Note: All views and opinions expressed in reader comments are solely those of the individual submitting the comment, and not those of the Pantagraph or its staff.

keep-sarcasm-alive wrote on May 7, 2008 8:38 AM:

" Just because the union says vote this way or that way doesn't mean the members do....and since voting is by secret ballot we'll never really know who voted this nut into office. "

pccslug wrote on May 6, 2008 10:45 PM:

" What's the differents between the two parties, Ryan closed Dem. prisons... he wanted the union to open it's contract so he could chop away at it. Ryan also wanted to lay off 1000 sargents and privatize the commissary and the Food service so he could get kicks backs from venders. The Republicans ran this state for 25 years before Hot Rod, they spent money the state didn't have like building a prison the state couldn't afford to run like Thompson. Bring on the RECALL we don't have all the criminals locked up yet. "

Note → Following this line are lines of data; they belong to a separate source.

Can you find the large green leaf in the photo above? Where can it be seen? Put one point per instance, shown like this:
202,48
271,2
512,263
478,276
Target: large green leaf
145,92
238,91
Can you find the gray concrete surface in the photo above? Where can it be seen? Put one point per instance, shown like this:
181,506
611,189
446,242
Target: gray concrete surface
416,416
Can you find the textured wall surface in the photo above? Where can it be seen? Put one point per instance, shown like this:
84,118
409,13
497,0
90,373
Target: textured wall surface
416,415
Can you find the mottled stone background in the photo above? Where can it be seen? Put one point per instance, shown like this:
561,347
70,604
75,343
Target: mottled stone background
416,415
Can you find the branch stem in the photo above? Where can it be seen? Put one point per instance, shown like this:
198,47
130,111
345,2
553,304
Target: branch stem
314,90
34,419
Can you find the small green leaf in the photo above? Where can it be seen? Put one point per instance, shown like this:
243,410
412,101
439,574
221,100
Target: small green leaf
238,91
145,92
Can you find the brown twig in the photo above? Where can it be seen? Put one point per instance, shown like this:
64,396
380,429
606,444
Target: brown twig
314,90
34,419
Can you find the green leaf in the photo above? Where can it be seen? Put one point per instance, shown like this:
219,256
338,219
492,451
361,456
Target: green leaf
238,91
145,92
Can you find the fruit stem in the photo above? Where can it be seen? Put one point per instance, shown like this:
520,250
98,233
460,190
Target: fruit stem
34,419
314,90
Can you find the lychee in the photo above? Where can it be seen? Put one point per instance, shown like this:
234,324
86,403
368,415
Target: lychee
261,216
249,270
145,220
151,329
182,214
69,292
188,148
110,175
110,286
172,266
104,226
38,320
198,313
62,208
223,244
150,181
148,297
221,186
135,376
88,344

tolduso! wrote on May 6, 2008 6:43 PM:

" all u guards can thank your union, ur the dummies that voted the city of chicago into the gov's office, good job guys. Now ur going have to get a backbreaking job like the rest of the middle-class. CONGRATS "

austin wrote on May 6, 2008 4:48 PM:

" What really gets me is that the UNION thinks this is about them and their future raise. Oh, my goodness, boys and girls, WAKE UP. This isn't about YOU! It's about Rod doing favors to those who voted Against the recall vote and getting even with those who voted to Keep the recall vote.

What's even more amazing is not one of these AFSCME people will come out and condemn our DEMOCRATIC governor, but they blasted Ryan when he closed Sheridan. Wake up UNION people. Rod Blowhard doesn't give a darn about you. "

airwren wrote on May 6, 2008 12:47 PM:

" I do feel badly for the employees as there are alot of jobs that will be lost if this goes down. I am not at all sad however that they are closing the place down. They should just let all the prisoners go free and allow them public housing on the west side of Bloomington. "

The Peanut Gallery wrote on May 6, 2008 12:27 AM:

" gwreck -

It makes one wonder why the prison exists - as an institution to reflect the punitive aspects of the law; or a make-work project for the State. It''s alway interesting when a Dem governor takes on a union as politicaly-influential as AFSME. "

gwreck wrote on May 5, 2008 7:39 PM:

" Oh who cares about the employees? Obviously Gov. Blowdryer doesn't. This is exactly what really confuses me, when the union members still vote in lockstep with the damn democratic party. It makes no sense, you have a democrat governor willing to sell the union members into unemployment or relocation; and yet the staunch union democrats will turn around in the fall and vote democrat. What is wrong with you people? Just keep doing what you are doing and vote yoursleves into early retirement or complete unemployment. "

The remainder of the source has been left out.